Les céréales européennes atteignent des sommets pluriannuels, le blé américain recule
Les contrats à terme sur le maïs et le colza à Paris ont progressé de plus de 2 % lundi, atteignant leurs plus hauts niveaux depuis 2023. Les inquiétudes sur l'offre européenne ont contrasté avec la pression des récoltes et la faiblesse des exportations de blé américain.
Le maïs et le colza gagnent plus de 2 % à Paris
Les contrats à terme européens sur les céréales et les oléagineux ont fortement progressé lundi, à l'inverse du blé américain. Selon Agronews, le contrat de novembre XBX26 sur le maïs du MATIF a gagné 5,75 euros, soit 2,33 %, pour atteindre 252,75 euros la tonne, son plus haut niveau depuis avril 2023. Le marché a réagi à la tension des bilans européens, à la disponibilité limitée du grain et à l'intérêt croissant des investisseurs pour les contrats agricoles.

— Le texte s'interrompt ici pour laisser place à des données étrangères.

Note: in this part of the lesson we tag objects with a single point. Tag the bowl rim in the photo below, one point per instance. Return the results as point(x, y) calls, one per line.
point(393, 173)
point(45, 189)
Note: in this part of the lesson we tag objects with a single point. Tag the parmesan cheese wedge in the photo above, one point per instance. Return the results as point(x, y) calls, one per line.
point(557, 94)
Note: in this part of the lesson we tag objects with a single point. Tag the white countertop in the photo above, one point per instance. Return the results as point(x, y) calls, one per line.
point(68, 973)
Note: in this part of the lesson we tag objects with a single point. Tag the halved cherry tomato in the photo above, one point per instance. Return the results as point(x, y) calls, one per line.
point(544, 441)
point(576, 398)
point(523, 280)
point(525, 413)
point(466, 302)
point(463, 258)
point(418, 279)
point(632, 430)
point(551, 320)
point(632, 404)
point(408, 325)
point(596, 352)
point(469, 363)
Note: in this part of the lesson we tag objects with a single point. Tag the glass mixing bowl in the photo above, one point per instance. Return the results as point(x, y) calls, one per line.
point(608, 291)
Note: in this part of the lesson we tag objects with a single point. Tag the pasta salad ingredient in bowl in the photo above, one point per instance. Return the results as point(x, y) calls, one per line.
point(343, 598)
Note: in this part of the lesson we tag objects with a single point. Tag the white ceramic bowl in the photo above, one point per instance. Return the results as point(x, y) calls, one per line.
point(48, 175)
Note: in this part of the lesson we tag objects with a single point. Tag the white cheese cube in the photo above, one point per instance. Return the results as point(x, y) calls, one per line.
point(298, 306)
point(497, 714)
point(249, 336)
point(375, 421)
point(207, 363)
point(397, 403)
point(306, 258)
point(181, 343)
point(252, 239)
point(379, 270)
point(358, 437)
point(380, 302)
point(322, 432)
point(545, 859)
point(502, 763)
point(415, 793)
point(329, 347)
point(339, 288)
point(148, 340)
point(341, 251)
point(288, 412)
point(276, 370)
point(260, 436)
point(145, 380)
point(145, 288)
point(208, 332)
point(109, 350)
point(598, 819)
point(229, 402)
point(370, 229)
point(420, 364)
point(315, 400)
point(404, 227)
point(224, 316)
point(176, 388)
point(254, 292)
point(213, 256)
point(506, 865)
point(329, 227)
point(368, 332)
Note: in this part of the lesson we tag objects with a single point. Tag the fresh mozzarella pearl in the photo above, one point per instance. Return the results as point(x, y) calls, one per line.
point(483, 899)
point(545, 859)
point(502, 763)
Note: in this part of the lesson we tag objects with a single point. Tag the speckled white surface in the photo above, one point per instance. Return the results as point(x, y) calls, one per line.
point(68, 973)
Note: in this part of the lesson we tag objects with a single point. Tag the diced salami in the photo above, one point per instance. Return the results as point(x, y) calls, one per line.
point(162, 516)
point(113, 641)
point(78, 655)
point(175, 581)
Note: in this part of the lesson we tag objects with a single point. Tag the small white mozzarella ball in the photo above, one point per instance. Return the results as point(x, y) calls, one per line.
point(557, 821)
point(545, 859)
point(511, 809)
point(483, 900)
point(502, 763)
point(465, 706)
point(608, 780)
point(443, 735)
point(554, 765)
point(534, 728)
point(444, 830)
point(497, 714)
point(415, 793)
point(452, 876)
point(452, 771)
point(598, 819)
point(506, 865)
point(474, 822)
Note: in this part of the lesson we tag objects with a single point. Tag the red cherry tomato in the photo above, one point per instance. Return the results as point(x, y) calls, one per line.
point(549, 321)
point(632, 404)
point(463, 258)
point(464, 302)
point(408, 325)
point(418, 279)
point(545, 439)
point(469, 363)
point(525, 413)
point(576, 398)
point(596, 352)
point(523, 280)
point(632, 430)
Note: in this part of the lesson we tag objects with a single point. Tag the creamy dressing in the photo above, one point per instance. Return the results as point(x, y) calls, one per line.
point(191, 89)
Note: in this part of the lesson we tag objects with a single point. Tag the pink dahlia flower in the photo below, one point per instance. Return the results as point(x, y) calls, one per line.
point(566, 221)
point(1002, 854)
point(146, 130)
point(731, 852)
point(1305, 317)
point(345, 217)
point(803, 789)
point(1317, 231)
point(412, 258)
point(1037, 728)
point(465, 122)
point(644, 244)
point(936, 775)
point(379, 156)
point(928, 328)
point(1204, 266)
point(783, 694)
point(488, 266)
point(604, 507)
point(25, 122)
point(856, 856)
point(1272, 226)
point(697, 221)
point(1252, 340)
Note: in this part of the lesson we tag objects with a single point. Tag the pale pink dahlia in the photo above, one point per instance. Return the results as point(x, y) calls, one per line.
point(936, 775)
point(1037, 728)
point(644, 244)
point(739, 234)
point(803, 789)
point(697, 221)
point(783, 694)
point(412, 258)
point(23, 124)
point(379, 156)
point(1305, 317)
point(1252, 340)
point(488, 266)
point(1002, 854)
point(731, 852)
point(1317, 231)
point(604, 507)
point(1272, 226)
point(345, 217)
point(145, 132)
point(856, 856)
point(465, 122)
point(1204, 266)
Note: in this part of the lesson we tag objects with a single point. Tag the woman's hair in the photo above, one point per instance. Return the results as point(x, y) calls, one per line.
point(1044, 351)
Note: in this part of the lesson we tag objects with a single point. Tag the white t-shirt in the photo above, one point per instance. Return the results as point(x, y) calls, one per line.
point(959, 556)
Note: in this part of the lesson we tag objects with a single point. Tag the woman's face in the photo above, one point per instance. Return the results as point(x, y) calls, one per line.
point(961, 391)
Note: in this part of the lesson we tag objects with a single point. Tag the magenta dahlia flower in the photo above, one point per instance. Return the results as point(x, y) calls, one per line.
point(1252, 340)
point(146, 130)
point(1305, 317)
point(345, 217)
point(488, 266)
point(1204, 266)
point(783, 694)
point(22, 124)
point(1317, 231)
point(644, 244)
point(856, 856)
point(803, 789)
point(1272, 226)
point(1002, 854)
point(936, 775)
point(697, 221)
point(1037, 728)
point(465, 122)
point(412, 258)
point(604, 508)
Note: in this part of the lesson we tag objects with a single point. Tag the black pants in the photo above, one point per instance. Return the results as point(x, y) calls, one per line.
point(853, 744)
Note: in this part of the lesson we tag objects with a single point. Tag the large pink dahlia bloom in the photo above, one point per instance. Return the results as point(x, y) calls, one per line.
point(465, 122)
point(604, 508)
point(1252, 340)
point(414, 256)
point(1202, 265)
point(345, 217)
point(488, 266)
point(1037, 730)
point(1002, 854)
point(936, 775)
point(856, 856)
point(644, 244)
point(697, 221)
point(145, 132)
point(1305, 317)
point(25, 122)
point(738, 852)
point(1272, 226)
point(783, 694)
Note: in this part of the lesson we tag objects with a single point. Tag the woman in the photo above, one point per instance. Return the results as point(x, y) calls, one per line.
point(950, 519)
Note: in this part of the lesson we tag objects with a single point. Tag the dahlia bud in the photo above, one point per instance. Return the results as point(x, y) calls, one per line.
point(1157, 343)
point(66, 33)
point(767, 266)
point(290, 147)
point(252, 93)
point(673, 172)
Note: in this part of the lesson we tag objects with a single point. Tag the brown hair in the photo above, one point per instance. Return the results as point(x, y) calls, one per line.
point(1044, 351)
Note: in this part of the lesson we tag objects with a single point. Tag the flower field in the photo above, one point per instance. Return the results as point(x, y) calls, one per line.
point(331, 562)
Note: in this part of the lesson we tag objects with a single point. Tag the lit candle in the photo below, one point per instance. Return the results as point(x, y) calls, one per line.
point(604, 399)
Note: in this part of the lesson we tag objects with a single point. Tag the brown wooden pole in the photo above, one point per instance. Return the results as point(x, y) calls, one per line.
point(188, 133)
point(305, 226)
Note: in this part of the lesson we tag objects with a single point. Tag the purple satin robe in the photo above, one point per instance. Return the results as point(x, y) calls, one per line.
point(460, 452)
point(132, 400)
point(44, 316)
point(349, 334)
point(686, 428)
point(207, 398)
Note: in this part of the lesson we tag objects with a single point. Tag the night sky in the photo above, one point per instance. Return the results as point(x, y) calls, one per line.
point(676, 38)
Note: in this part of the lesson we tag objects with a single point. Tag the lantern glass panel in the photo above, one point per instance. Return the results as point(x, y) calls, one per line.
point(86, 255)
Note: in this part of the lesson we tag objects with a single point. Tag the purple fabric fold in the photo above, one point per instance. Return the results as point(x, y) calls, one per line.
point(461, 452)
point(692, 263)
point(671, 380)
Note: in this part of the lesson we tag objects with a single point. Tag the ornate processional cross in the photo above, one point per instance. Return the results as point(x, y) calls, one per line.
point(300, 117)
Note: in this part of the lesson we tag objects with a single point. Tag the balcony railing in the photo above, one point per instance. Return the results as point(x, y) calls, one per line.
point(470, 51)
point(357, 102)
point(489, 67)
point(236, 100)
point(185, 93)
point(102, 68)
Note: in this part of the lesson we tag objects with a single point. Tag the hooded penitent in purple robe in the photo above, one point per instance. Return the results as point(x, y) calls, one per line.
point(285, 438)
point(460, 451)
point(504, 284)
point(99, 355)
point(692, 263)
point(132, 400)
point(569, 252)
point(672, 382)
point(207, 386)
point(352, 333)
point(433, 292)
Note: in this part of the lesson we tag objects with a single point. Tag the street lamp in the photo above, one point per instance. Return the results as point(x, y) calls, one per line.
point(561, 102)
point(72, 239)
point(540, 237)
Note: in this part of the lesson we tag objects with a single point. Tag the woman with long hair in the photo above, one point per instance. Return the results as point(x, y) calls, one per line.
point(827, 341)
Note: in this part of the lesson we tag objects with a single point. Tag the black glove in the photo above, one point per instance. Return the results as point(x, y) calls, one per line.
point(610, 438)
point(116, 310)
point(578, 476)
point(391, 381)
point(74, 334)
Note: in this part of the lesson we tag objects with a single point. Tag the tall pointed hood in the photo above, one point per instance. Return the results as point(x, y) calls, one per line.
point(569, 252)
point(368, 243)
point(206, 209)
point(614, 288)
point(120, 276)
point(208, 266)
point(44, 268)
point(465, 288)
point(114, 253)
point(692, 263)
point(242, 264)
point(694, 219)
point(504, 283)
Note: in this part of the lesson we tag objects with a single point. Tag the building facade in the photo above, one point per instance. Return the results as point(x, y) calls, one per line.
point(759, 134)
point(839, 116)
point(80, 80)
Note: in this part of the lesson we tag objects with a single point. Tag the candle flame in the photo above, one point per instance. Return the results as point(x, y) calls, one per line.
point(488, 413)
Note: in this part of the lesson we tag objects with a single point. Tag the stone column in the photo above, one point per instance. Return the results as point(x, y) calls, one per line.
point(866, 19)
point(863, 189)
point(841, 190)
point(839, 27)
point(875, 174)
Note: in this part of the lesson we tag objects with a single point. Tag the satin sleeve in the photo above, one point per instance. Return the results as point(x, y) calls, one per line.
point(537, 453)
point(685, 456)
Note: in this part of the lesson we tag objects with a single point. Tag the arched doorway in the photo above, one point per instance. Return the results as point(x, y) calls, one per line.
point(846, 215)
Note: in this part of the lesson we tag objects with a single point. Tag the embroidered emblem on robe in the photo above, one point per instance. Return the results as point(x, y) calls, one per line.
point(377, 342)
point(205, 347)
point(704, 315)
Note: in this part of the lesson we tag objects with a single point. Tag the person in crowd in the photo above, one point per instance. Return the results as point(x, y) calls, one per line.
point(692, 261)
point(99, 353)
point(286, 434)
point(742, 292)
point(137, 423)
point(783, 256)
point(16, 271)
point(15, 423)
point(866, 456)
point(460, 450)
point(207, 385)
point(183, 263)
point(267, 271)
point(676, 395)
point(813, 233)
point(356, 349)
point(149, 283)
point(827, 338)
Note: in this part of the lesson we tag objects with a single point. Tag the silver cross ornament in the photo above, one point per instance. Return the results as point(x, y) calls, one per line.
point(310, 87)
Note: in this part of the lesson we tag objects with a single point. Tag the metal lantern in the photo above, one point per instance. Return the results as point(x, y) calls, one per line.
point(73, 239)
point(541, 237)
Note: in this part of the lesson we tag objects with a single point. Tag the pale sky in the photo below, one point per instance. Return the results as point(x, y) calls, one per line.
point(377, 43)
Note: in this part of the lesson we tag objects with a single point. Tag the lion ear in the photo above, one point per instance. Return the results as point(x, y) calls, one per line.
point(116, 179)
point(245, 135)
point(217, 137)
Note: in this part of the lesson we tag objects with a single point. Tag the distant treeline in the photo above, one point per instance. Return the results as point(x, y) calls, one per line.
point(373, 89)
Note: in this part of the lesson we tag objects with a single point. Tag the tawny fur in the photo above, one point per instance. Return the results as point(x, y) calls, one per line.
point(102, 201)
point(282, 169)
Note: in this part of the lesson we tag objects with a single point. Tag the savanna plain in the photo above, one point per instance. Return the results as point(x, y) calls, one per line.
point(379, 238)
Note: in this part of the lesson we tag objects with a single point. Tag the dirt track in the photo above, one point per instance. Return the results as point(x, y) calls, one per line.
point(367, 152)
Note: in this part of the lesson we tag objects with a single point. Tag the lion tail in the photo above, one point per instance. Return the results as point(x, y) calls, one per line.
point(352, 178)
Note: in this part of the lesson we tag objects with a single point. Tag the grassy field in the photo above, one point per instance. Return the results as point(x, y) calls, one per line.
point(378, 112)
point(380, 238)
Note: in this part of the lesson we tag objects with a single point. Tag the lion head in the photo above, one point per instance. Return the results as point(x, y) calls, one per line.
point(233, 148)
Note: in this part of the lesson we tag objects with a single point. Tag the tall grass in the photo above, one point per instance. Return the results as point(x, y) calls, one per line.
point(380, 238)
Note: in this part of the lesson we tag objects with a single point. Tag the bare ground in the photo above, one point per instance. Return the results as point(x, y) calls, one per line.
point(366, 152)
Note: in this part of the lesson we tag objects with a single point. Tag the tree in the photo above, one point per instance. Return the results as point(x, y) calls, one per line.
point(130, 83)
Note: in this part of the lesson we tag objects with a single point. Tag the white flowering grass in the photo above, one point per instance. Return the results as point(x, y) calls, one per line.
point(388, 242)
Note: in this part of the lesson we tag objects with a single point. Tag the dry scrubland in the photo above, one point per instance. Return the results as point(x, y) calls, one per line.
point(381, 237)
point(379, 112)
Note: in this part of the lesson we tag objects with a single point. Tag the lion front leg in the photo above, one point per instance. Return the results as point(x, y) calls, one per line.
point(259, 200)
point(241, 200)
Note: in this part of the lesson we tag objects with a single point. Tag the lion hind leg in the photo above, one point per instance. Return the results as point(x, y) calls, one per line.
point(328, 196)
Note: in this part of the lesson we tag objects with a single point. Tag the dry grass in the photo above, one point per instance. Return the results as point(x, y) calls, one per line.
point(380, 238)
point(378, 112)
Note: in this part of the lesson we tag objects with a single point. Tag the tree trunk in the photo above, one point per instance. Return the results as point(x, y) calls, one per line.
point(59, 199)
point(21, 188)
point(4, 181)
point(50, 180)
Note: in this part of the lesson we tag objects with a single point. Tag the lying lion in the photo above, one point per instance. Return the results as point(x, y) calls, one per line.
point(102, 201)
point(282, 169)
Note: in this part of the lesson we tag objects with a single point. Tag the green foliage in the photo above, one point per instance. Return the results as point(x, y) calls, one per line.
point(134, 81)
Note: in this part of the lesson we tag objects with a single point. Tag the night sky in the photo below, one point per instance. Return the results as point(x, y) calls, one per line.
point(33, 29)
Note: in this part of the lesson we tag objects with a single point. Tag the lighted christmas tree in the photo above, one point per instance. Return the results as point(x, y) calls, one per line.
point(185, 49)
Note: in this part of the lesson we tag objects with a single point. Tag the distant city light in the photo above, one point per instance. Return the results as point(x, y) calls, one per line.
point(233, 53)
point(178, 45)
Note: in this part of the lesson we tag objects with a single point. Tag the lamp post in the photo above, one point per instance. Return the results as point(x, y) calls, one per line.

Le colza a enregistré une hausse nominale encore plus forte. Le contrat XRQ26 a progressé de 13,25 euros, soit 2,44 %, à 557,25 euros la tonne, son niveau le plus élevé depuis février 2023. Agronews a relié cette hausse à l'amélioration du climat sur les oléagineux, au renchérissement du soja et à la progression du pétrole, favorable aux matières premières utilisées dans les biocarburants. Les incertitudes concernant l'offre européenne de graines et la qualité des récoltes pourraient entretenir la volatilité.
Le blé du MATIF progresse plus lentement
Le blé parisien a affiché une hausse plus modérée. Le contrat MLU26 a gagné 0,50 euro, soit 0,21 %, à 235,25 euros la tonne, atteignant son plus haut niveau depuis février 2025. Les inquiétudes sur les volumes disponibles, la qualité de la récolte actuelle et les conditions d'exportation dans la région de la mer Noire ont soutenu le marché européen.
La hausse des contrats à terme ne garantit pas une progression immédiate et équivalente du prix du grain physique. Agronews souligne que l'offre locale, la qualité, les stocks, les besoins des fabricants d'aliments pour animaux et l'activité des exportateurs détermineront les prix d'achat. Pour les agriculteurs polonais, le taux de change entre l'euro et le zloty influencera également la transmission des gains parisiens au marché intérieur.
Les exportations et la récolte pèsent sur le blé à Chicago
Sur le CBOT, le contrat de septembre ZWU26 sur le blé a reculé de 8,6 cents, soit 1,28 %, à 674 cents le boisseau. Les inspections hebdomadaires de l'USDA n'ont porté que sur 213 900 tonnes de blé. Depuis le début de la campagne, le 1er juin, les expéditions américaines accusent un retard de 29 % sur l'année précédente, signe d'une compétitivité réduite sur les marchés internationaux.
L'arrivée du grain de la nouvelle récolte a accentué la pression. Les données USDA Crop Progress montrent que 74 % des surfaces américaines de blé d'hiver ont été récoltées, contre une moyenne de 71 % à cette date. L'état du blé de printemps est moins favorable : 53 % des cultures sont jugées bonnes ou excellentes, contre 54 % une semaine auparavant et 92 % un an plus tôt.
Le maïs et le soja progressent aux États-Unis
La baisse n'a pas touché tous les marchés de Chicago. Le contrat d'août ZSQ26 sur le soja a gagné 1,78 % à 1 226 cents le boisseau après l'annonce de nouveaux achats à l'exportation dans les rapports quotidiens de l'USDA. Le maïs ZCU26 a progressé de 1,07 % à 449,4 cents le boisseau, soutenu par la hausse du pétrole et ses effets sur la demande de matières premières pour le bioéthanol.
Le développement des cultures américaines est resté en avance sur la normale. La sortie des soies du maïs concernait 59 % des surfaces, contre une moyenne de 54 %, tandis que 67 % des cultures étaient jugées bonnes ou excellentes, contre 68 % une semaine plus tôt. La floraison du soja atteignait 66 % et les gousses étaient formées sur 32 % des surfaces, contre une moyenne de 24 %. L'USDA a classé 66 % du soja dans les catégories bonne ou excellente, soit 1 point de pourcentage de plus sur une semaine. Les signaux divergents entre l'Europe et les États-Unis montrent que l'offre régionale, la compétitivité à l'exportation et l'état des cultures l'emportent actuellement sur une tendance mondiale unique.